Ya es hora de apagar esto y caminar hacia Policía Internacional. A propósito de terrorismo institucionalizado, ahora recuerdo que hace un rato una pareja de extranjeros con cara de estadounidenses (!) me quedaron mirando, y aun más, cuando me crucé con el señor como que puso cara de sorpresa/espanto/wow. Tengo la impresión de que mi pañuelo palestino, mi barba y mi cara de intelectual árabe lo debe haber confundido.
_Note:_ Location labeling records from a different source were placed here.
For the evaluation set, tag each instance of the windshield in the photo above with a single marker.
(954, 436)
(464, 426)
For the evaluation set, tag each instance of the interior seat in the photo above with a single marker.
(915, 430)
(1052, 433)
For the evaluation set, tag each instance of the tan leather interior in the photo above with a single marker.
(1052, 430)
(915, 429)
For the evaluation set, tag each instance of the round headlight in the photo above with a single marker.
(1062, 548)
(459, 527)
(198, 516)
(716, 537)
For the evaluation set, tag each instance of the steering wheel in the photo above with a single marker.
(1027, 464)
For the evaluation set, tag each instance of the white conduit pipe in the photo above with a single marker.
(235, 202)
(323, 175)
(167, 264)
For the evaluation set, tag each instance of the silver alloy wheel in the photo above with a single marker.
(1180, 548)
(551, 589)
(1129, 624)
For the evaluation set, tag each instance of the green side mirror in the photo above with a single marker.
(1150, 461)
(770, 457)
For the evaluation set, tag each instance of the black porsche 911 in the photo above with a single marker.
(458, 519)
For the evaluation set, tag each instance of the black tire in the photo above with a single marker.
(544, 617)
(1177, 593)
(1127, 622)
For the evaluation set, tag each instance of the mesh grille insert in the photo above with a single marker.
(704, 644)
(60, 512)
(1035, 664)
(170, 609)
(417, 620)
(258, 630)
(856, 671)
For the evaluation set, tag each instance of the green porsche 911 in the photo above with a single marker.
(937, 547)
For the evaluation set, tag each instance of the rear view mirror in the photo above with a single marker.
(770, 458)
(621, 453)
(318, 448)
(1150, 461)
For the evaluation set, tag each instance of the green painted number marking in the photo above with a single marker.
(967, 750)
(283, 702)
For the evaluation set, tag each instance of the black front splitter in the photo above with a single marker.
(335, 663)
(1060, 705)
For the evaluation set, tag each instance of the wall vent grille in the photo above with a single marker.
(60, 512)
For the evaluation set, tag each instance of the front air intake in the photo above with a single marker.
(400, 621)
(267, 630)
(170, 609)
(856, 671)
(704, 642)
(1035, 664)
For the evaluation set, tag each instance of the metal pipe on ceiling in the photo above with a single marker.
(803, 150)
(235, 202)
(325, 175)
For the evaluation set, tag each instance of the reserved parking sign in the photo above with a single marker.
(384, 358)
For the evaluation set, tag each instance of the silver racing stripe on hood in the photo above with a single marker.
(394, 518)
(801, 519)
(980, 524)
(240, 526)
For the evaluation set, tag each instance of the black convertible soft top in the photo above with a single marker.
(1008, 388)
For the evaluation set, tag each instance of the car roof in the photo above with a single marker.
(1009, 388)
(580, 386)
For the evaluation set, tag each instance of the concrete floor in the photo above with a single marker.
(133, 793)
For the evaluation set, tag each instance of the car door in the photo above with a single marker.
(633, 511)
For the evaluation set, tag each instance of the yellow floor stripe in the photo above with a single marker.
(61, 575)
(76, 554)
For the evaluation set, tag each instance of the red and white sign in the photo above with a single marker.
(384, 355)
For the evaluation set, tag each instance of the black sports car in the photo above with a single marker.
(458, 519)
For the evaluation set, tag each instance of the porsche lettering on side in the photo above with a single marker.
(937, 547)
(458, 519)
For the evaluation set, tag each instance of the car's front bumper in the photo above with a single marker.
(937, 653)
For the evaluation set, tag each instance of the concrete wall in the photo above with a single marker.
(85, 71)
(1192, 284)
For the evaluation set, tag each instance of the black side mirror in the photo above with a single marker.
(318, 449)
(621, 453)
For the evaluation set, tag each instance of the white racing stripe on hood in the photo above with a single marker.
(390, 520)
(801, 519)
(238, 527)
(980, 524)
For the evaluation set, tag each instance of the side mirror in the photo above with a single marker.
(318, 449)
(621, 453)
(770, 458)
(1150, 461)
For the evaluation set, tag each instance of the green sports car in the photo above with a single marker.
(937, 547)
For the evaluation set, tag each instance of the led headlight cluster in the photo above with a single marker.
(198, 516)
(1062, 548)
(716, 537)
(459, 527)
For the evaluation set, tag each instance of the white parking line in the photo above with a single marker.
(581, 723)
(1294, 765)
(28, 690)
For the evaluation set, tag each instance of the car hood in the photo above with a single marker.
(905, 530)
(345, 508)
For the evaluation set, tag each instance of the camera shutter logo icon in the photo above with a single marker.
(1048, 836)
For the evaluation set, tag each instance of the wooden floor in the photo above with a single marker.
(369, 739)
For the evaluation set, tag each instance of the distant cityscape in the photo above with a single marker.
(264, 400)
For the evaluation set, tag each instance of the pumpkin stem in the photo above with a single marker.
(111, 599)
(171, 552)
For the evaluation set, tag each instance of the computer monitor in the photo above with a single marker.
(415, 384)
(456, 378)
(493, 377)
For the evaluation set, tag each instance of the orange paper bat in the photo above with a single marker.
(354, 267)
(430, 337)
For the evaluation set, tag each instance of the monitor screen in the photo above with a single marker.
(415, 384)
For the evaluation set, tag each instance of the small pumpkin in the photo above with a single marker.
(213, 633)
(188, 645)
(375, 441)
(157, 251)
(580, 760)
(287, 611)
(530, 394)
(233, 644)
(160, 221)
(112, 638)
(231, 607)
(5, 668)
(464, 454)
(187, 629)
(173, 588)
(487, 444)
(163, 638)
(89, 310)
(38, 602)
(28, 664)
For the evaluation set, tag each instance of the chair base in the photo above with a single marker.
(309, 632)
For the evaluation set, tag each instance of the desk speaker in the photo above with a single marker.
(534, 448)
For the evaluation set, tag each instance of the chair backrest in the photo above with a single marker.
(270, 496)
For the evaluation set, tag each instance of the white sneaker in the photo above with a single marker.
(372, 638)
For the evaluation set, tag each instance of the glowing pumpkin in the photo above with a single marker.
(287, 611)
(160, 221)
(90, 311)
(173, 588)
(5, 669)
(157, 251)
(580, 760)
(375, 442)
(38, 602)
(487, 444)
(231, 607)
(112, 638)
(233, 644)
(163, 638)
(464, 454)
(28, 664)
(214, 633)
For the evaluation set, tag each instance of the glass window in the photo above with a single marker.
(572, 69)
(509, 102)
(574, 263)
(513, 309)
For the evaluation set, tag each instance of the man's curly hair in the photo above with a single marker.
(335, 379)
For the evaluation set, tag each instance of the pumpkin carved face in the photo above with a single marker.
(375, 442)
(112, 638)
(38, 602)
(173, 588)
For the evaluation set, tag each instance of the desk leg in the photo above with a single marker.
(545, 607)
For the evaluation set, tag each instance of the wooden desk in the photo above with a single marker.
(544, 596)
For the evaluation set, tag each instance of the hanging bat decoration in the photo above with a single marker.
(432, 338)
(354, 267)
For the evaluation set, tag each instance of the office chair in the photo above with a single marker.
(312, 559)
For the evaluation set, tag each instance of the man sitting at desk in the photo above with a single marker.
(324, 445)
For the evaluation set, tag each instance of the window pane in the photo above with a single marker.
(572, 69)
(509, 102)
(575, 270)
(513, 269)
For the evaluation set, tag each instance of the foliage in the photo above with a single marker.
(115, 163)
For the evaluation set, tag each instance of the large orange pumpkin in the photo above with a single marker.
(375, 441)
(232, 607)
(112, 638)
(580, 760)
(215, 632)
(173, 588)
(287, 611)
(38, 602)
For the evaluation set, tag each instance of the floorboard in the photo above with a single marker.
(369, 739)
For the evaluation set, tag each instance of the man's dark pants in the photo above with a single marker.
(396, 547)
Salud y Revolución Social.

IMG_1211_thumb.jpg

July 19th, 2008

última instancia.

Posteado por Pablo

Salgo hacia Buenos Aires a las 16:10, llego a las 19:05.

Pretendo (sic) mantener un diario de viaje en este mismo sitio.

Ilustraré con fotos y contaré intimidades.

Gracias a Luz María por el pasaje, a Antonia por el alojamiento, a mí mismo por la voluntad.